FOX's Cameron qualified Bush's comment that "I don't think you can win" the war on terror; overstated Edwards's response
Research ››› ››› JEREMY CLUCHEY
FOX News Channel chief political correspondent Carl Cameron worked overtime on August 30 to quell conservative anxiety, after President George W. Bush commented earlier that day that "I don't think you can win" the war on terror.
On FOX News Channel's Special Report with Brit Hume, while reporting Senator John Edwards's response to Bush's remark, Cameron qualified the president's statement in an apparent attempt to soften its implications:
CAMERON: [Senator John] Edwards seized on the president's suggestion this morning that he doesn't think that the war on terror can be won militarily, but that the U.S. can make it harder for terrorists to succeed worldwide.

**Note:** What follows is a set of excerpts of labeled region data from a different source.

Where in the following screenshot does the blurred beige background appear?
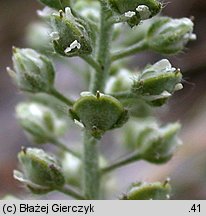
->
[0,0,206,199]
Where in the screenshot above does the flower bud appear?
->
[119,117,158,151]
[7,48,55,93]
[74,0,100,21]
[147,17,196,54]
[50,7,92,57]
[105,69,133,94]
[16,102,67,144]
[109,0,162,27]
[39,0,70,10]
[122,181,171,200]
[132,59,183,106]
[70,92,128,138]
[14,148,65,194]
[136,123,182,164]
[26,22,53,52]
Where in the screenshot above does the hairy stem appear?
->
[91,1,113,93]
[112,40,148,61]
[101,152,141,174]
[84,131,100,200]
[84,1,113,200]
[81,55,101,73]
[58,187,86,200]
[52,140,81,159]
[48,88,74,106]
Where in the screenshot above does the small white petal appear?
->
[49,32,59,40]
[174,83,183,91]
[136,5,151,20]
[166,194,170,199]
[161,91,171,97]
[74,119,84,128]
[80,91,94,97]
[64,40,81,54]
[65,7,73,19]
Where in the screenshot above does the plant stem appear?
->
[91,1,113,93]
[111,91,137,100]
[112,40,148,62]
[84,1,113,200]
[84,131,100,200]
[101,152,141,174]
[58,187,85,200]
[81,55,101,73]
[48,88,74,106]
[51,140,81,159]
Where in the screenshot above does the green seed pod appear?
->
[109,0,162,27]
[39,0,70,10]
[70,92,128,138]
[16,102,68,144]
[132,59,183,106]
[137,123,182,164]
[147,17,196,54]
[122,181,171,200]
[7,48,55,93]
[50,7,92,57]
[14,148,65,194]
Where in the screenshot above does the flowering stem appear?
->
[48,88,74,106]
[101,152,141,174]
[51,140,81,159]
[84,1,113,199]
[58,187,86,200]
[84,131,100,200]
[112,40,148,62]
[81,55,101,73]
[91,1,113,93]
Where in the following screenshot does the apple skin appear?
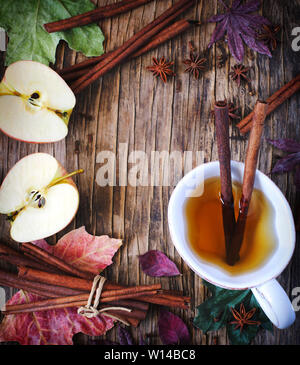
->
[0,152,79,242]
[0,60,76,144]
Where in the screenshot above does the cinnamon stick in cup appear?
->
[214,101,235,265]
[229,101,268,265]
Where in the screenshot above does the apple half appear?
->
[0,61,76,143]
[0,153,82,242]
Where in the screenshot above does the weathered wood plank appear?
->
[0,0,300,344]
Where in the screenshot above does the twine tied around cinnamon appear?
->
[77,275,131,326]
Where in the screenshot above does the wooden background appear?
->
[0,0,300,344]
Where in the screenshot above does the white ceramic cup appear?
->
[168,161,296,328]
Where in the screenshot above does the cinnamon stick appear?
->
[58,19,199,82]
[0,242,62,273]
[71,0,195,94]
[0,270,79,298]
[230,101,268,263]
[44,0,152,33]
[237,74,300,134]
[21,242,94,279]
[3,290,157,314]
[214,101,235,265]
[18,266,160,295]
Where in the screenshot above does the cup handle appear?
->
[251,279,296,329]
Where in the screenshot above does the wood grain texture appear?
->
[0,0,300,345]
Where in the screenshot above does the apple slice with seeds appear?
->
[0,61,76,143]
[0,153,83,242]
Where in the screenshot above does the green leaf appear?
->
[194,280,273,345]
[0,0,104,65]
[227,324,259,345]
[194,282,250,332]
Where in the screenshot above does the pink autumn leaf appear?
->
[158,309,190,345]
[35,227,122,274]
[139,250,180,276]
[0,227,122,345]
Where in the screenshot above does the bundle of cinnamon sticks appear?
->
[0,243,190,326]
[54,0,199,94]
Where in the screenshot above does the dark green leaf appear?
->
[194,281,273,345]
[194,282,250,332]
[227,324,259,345]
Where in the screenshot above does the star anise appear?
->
[256,24,281,51]
[229,64,250,87]
[229,303,260,332]
[147,57,175,82]
[183,52,206,79]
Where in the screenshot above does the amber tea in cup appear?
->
[185,176,277,275]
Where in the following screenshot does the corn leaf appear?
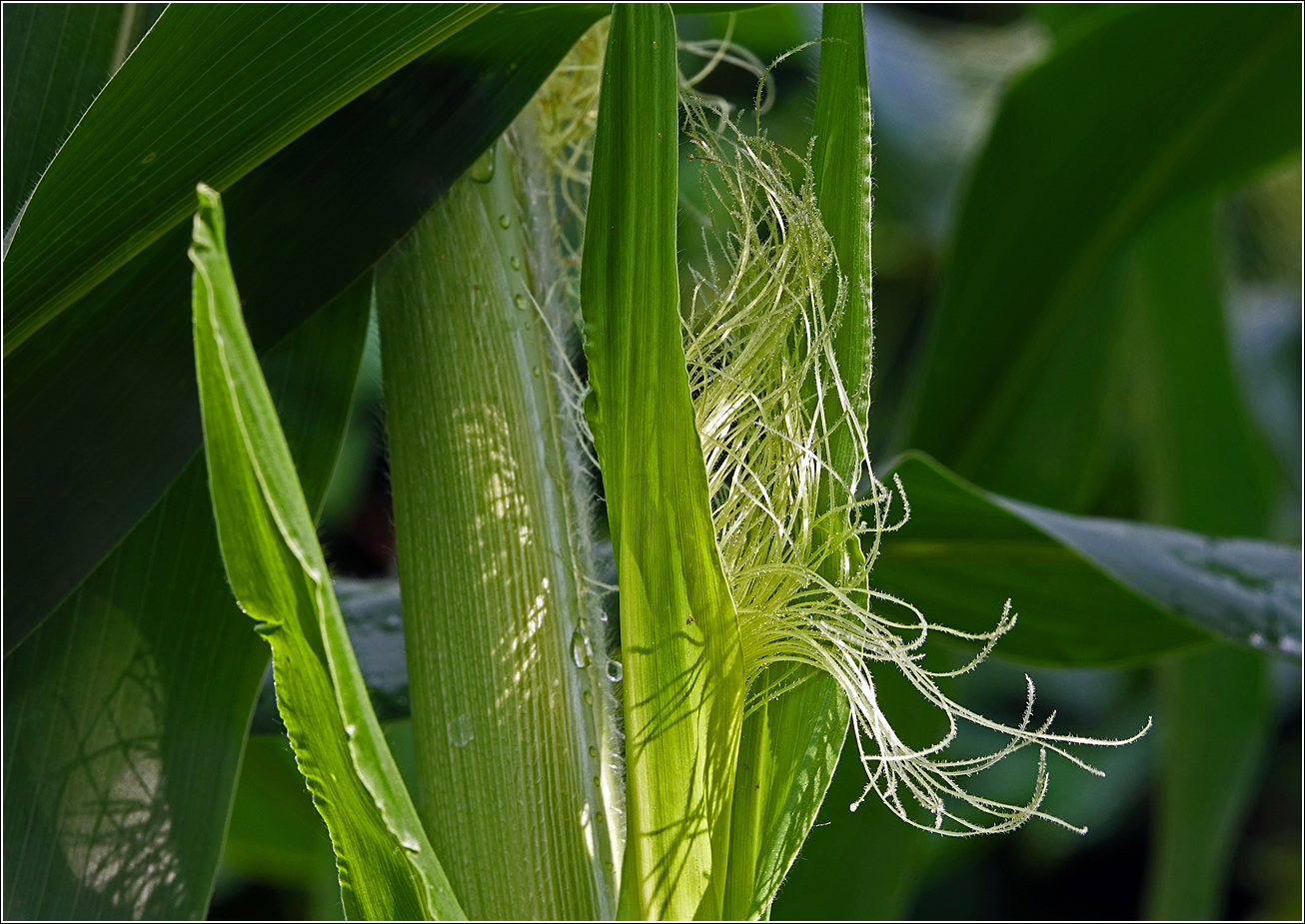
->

But the president did not qualify his assertion with the word "militarily" when he delivered his remarks on NBC's Today show. During the August 30 interview, Bush said of the war on terror: "I don't think you can win it. But I think you can create conditions so that the -- those who use terror as a tool are less acceptable in parts of the world." The statement flatly contradicted an assertion he made just a month ago.
In contrast, Cameron overstated Edwards's criticism of Bush's comment. From FOX Report with Shepard Smith:
CAMERON: Senator Edwards ... specifically targeted the president for the suggestion that the war on terror cannot be won per se, and in an interview with FOX News he stopped just short of suggesting that the president's remarks constitute aiding and abetting the enemy. Here's how he put it:
EDWARDS [video clip]: It's a terrible thing to say. I mean, to suggest to terrorist groups around the world that America's president doesn't think we can win this war, it's just dead wrong. We can win this war. But we have to be aggressive, and not just aggressive rhetoric -- we have to be aggressive in a way that is strong and smart.